The World Health Organization (WHO) on Tuesday warned the Covid pandemic was still volatile, saying there could be further trouble before the virus settles into a predictable pattern.

In the last 28 days, more than 23,000 deaths and three million new cases have been reported to WHO, in the context of much-reduced testing.

While the numbers are decreasing, "that's still a lot of people dying and that's still a lot of people getting sick", WHO emergencies director Michael Ryan told a press conference.

He said respiratory viruses do not pass from a pandemic to an endemic phase, but instead move to low levels of activity with potentially seasonal epidemic peaks.

"We don't turn off a pandemic switch," said Ryan.

"It's much more likely that we're going to see... a bumpy road to a more predictable pattern."

WHO's emergency committee on Covid-19 meets every three months and is due to assemble in early May.

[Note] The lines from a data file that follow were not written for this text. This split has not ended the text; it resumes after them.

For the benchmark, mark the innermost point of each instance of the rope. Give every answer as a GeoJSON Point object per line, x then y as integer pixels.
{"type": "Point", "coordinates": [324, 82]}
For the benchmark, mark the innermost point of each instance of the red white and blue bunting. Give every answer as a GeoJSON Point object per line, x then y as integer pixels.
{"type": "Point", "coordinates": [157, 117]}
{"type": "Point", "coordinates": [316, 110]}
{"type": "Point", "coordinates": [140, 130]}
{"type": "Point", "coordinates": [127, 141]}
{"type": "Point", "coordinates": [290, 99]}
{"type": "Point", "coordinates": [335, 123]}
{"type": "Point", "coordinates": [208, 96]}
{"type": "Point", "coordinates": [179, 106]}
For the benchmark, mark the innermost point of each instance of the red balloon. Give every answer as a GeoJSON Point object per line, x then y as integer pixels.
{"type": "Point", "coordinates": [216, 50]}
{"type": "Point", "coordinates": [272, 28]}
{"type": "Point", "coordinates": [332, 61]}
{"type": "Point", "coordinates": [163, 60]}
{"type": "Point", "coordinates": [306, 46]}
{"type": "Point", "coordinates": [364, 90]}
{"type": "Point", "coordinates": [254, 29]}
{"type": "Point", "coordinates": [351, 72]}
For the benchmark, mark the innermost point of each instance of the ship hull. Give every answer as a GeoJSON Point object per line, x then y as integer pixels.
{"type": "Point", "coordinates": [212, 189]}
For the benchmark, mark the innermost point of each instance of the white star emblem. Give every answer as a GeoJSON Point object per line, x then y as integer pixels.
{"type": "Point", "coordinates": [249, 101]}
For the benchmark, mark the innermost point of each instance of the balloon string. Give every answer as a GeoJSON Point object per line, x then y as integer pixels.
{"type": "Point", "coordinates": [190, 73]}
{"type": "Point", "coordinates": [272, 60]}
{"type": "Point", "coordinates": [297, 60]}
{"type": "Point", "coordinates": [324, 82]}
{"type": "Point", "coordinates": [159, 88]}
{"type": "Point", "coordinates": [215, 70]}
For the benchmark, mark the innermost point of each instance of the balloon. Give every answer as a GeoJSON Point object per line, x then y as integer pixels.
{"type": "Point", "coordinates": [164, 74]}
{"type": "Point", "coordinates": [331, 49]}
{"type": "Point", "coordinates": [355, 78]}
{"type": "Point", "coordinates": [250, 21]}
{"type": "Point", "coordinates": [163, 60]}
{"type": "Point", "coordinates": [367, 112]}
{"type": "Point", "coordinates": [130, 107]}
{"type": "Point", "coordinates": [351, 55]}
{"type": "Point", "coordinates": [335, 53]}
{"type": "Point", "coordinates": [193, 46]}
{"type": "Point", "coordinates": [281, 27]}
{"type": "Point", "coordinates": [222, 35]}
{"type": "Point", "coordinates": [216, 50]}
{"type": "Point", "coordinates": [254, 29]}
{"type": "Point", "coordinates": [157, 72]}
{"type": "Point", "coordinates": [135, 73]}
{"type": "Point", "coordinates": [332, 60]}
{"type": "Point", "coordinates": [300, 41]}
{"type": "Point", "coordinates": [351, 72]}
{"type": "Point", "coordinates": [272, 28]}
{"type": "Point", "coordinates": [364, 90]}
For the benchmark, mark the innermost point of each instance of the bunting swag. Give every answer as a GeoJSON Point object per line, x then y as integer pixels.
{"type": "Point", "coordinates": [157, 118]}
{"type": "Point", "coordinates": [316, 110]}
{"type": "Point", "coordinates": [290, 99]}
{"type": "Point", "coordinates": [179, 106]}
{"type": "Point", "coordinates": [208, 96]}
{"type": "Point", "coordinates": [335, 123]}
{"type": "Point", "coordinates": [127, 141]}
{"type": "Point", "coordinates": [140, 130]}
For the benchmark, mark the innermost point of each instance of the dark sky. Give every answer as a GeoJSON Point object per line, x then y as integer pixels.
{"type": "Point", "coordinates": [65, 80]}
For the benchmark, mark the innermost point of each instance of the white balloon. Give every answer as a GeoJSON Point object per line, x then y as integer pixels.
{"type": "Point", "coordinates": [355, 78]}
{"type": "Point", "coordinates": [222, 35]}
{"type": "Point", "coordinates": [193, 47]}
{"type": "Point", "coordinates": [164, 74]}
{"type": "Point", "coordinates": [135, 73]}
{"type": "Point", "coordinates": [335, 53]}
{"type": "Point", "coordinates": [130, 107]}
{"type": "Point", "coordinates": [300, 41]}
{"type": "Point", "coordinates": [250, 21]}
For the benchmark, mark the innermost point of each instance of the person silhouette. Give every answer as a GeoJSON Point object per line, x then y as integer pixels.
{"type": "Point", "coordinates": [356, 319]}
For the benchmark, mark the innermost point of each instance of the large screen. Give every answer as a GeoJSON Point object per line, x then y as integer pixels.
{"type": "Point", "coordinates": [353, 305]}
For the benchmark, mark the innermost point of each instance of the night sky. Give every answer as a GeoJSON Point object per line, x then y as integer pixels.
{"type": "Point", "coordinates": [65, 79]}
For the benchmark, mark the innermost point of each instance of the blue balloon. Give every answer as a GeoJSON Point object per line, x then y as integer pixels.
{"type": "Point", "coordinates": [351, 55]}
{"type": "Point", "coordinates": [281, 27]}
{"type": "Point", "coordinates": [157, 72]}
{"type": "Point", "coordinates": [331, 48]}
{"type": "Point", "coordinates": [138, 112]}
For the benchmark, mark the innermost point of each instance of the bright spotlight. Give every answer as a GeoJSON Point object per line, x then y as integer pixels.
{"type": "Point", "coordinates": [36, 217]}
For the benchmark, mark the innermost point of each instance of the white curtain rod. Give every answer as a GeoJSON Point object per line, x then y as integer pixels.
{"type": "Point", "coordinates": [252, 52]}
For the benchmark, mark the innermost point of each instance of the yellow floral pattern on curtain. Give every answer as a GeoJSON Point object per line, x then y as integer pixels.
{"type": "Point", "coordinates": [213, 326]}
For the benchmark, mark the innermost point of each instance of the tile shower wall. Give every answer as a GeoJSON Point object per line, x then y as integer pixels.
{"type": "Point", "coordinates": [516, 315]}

As at its previous meetings, it will decide whether the virus still constitutes a public health emergency of international concern (PHEIC) – the highest level of alert that the UN health agency can sound.

WHO declared Covid-19 a PHEIC on Jan 30, 2020, when there were fewer than 100 cases and no deaths outside China.

But it was not until WHO chief Tedros Adhanom Ghebreyesus described the situation as a pandemic in March 2020 that the world jolted into action.

Ryan said the virus would not be eliminated and would, like influenza, still cause significant respiratory disease in vulnerable people.

Some countries still have large populations of highly vulnerable people who are unvaccinated, he said, while in others Covid is no longer an emergency event.

The Covid-19 committee presents its advice to Tedros – who has the final say – on whether the virus still constitutes a PHEIC.

"I would hope that as the emergency committee meets in May, they will have further positive advice to give Dr Tedros around their assessment of the trajectory of the pandemic and the existence or not of a PHEIC," said Ryan.